Separation, atmospheric entry, descent, landing
On 16 October, Schiaparelli will separate and, three days later, descend and land as TGO enters orbit.
On landing day, ESA’s Mars Express, which has been delivering spectacular science data since 2003, will record signals from Schiaparelli for mission control to confirm a safe arrival and later reconstruct its descent.
“This will use the Mars Express Melacom communication system, originally carried for communications with the Beagle 2 lander and NASA rovers,” says James Godfrey, Mars Express deputy spacecraft operations manager.
“This will enable Mars Express to detect and record critical Schiaparelli descent events, such as entry into the atmosphere, parachute deployment, heatshield release, touchdown and start of surface activities.”
The orbit of Mars Express was adjusted in February for it to be in the right part of the martian sky to hear the signals transmitted from the descending Schiaparelli.
Tight coordination for Mars landing
On 19 October, about 80 minutes before landing, Schiaparelli will wake up and a few minutes later begin transmitting a beacon signal.
Mars Express will already have pointed Melacom’s small antenna to the spot above the planet where Schiaparelli will appear, and will begin recording the beacon, turning to follow the descent path.

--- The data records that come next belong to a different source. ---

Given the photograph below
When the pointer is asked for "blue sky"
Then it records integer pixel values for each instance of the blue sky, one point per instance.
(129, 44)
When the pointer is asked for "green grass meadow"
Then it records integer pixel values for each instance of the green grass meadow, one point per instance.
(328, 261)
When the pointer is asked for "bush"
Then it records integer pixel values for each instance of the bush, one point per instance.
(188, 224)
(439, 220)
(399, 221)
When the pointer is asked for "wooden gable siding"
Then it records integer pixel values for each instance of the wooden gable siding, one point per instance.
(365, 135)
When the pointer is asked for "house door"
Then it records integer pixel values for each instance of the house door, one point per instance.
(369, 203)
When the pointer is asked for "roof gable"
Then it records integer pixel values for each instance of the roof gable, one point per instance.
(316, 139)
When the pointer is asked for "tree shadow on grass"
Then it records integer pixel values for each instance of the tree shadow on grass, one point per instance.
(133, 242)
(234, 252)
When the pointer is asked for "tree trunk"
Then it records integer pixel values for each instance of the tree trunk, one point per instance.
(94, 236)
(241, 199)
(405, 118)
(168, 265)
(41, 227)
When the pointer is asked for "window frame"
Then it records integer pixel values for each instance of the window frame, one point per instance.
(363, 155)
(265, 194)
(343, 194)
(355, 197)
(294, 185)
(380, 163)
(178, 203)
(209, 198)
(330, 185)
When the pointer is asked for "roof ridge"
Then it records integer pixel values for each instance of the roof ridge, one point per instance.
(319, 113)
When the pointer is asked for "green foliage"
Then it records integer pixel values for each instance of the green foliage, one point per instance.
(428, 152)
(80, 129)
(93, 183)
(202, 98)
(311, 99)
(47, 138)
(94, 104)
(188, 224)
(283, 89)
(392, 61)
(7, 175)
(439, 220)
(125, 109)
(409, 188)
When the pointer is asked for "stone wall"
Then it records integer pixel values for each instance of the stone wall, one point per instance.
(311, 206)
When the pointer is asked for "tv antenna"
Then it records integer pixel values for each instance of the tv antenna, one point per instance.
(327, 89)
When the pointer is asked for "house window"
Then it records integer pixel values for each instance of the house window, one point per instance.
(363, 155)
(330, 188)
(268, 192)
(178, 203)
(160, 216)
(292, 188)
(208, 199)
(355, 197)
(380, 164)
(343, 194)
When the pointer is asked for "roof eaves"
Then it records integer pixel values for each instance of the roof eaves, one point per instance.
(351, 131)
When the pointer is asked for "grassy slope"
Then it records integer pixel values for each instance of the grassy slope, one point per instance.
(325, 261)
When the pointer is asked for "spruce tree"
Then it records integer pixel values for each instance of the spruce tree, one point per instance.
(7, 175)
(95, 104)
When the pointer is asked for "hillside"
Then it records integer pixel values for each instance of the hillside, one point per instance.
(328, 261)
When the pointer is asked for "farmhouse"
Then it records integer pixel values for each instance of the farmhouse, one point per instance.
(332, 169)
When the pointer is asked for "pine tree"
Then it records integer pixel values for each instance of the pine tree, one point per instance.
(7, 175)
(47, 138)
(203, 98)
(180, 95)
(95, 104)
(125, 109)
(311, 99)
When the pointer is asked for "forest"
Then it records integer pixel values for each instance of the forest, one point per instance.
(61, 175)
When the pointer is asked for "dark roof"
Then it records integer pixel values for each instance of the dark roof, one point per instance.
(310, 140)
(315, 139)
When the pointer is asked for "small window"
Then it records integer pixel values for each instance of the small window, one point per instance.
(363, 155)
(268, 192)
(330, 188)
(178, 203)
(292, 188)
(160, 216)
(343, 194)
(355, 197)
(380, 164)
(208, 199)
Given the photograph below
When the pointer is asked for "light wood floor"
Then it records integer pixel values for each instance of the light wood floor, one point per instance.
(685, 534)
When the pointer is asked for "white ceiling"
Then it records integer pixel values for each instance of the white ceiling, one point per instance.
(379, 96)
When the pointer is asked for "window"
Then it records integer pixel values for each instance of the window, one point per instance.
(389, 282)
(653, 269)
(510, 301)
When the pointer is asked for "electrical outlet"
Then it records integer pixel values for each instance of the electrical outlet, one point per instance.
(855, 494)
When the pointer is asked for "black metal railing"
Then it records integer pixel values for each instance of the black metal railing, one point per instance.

“Recording will continue through touchdown and the first 15 minutes of surface operation, after which Schiaparelli will switch off and Mars Express will stop recording,” says Simon Wood, Mars Express spacecraft operations engineer.
“Then, Mars Express will turn its main antenna towards Earth and begin downloading data that contain the first in-situ confirmation from Mars of Schiaparelli’s arrival and landing.”
Melacom’s software was recently updated to be compatible with Schiaparelli’s transmitter. On 15 June, it will be tested while flying over NASA’s Curiosity rover, which will transmit a signal similar to Schiaparelli’s.
Even more friends
Mars Express won’t be the only set of ‘ears’ listening in to Schiaparelli’s descent that day.
At Mars, NASA’s Mars Reconnaissance Orbiter will monitor signals from Schiaparelli, but only after landing, as it comes within view.
TGO, while firing its engine to brake into orbit, will record Schiaparelli’s descent and landing, but these data can only be downloaded some hours later.
In the following days, Mars Express and NASA’s three orbiters will each serve as data relays, overflying Schiaparelli’s landing site in Meridiani Planum once or twice per day, picking up signals from the lander during its surface mission of two–four days, and relaying them to Earth.
Mars Express will also contribute to Schiaparelli’s mission with remote-sensing measurements over the landing site for several weeks before.
“The Mars Express science team is looking forward to TGO’s arrival at Mars, which will allow combining capabilities of both spacecraft in investigating the Red Planet,” says Dmitri Titov, Mars Express project scientist.
“It’s perhaps fitting that ESA’s newest mission to Mars is being supported by ESA’s oldest, which after 13 years will provide still more valuable service by relaying the news of Schiaparelli’s arrival on the surface,” says Patrick Martin, ESA’s Mars Express mission manager.